Formalmente l’azienda chiede la cassa integrazione straordinaria per 50 lavoratori, a partire dal 24 agosto, giorno del rientro dalle ferie dei 290 dipendenti. Ma ai sindacati è stato chiarito: a fine corsa la cifra di 50 finirà sotto la riga esuberi.
 
Una doccia fredda a meno di un anno dalla firma dell’accordo, faticoso e contestato, che ha portato i lavoratori a rinunciare a mezz’ora di pausa mensa ogni giorno e al lavoro otto sabati l’anno a parità di salario. Ed ora i sindacati proprio quell’accordo mettono in discussione: «A questo punto è da rivedere» sbotta Alan Tancredi, della Uil.
 
Ma partendo dalla comunicazione, che come di prassi arriva da Confindustria, l’azienda ricorre alla cassa a causa dei «risultati gestionali involutivi e nelle previsioni per i prossimi 12 mesi che evidenziano una grave contrazione dei mercati di riferimento e conseguentemente delle vendite». Da qui la contrazione dei volumi produttivi, «principalmente delle linee della ricostruzione autocarro a caldo, della ricostruzione movimento terra e della ricostruzione TL/4x4, con ripercussioni negative anche sulla produzione di mescole e semilavorati per uso interno».
 
La cassa riguarderà a rotazione tutto il personale, quindi sia operai che impiegati e intermedi.
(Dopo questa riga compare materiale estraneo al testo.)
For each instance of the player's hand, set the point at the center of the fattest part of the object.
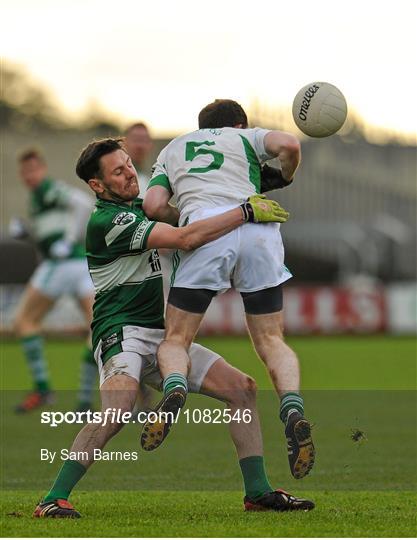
(61, 249)
(259, 209)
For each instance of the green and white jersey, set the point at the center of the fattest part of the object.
(209, 168)
(59, 212)
(127, 277)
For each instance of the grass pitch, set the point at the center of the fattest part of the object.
(191, 486)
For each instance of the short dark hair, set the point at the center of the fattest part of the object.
(88, 164)
(136, 125)
(31, 153)
(222, 113)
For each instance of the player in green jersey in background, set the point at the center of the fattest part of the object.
(208, 171)
(58, 215)
(128, 324)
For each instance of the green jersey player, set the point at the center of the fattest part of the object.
(209, 171)
(58, 215)
(128, 324)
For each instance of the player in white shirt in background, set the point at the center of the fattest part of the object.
(208, 172)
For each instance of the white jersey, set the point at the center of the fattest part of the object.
(209, 168)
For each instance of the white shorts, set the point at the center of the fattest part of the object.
(56, 278)
(138, 359)
(250, 258)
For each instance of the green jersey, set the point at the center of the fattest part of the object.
(54, 209)
(127, 277)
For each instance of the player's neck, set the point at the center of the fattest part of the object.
(114, 199)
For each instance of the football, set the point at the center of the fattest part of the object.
(319, 109)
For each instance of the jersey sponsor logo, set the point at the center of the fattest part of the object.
(124, 218)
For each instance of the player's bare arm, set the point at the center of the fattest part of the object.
(287, 149)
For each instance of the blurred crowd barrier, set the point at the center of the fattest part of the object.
(359, 306)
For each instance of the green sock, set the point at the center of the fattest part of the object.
(88, 378)
(33, 351)
(173, 380)
(291, 400)
(71, 472)
(254, 477)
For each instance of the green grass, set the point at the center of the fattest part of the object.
(192, 487)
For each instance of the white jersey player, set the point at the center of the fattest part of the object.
(209, 171)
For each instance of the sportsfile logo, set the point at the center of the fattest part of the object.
(305, 104)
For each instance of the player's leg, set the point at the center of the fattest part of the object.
(88, 369)
(33, 307)
(265, 324)
(238, 391)
(173, 361)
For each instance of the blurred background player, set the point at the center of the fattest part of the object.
(210, 171)
(139, 146)
(59, 214)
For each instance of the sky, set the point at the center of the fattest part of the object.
(162, 61)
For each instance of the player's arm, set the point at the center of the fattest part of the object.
(80, 206)
(156, 205)
(287, 149)
(256, 209)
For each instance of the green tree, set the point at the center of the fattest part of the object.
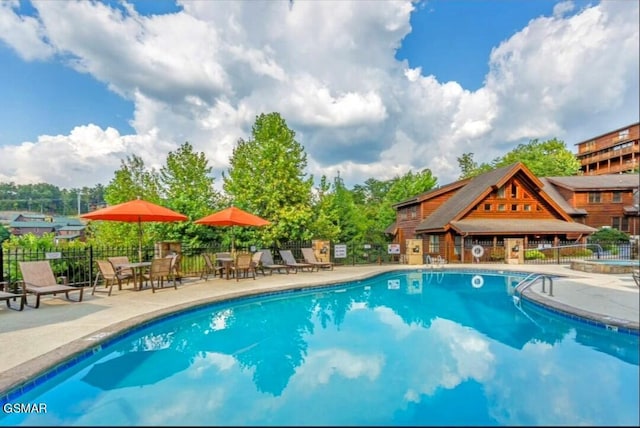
(326, 217)
(404, 187)
(4, 234)
(545, 159)
(267, 177)
(470, 168)
(189, 189)
(132, 180)
(550, 158)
Ma è evidente che non tutti saranno toccati in modo uguale: l’azienda chiarisce subito che «la drastica riduzione di attività di alcune linee produttive comporterà l’impossibilità di effettuare la rotazione del personale privo di fungibilità di mansioni». Il che significa 15 persone, che verosimilmente non rientreranno più dalle ferie per un anno intero.
 
Fin qui la volontà dell’azienda. Che aprirà ora una vertenza sindacale tutto tranne che semplice. Perché c’è un problema di rappresentatività, prima di tutto, in una fabbrica che da un anno non riesce ad eleggere la propria Rsu. E perché dopo l’accordo di secondo livello il clima non è semplice: l’azienda aveva ottenuto una riduzione del costo del lavoro del 10%, a fronte del quale ci sarebbero dovuti essere pesanti investimenti. Ma la commissione con il compito di vigilare sul timing di questi investimenti nemmeno c’è: senza Rsu non è possibile nemmeno nominarla.
 
Non solo. Quell’accordo era costato più di un po’ ai sindacati confederali, in termini di tessere e di malcontento crescente in azienda. Un prezzo da pagare nell’ambito di una strategia di rilancio. Sotto quella strategia, però, sono rimasti soprattutto i sindacati confederali. Che si vedono arrivare una richiesta di cassa integrazione - e un annuncio di esuberi - difficilmente spiegabili ai lavoratori.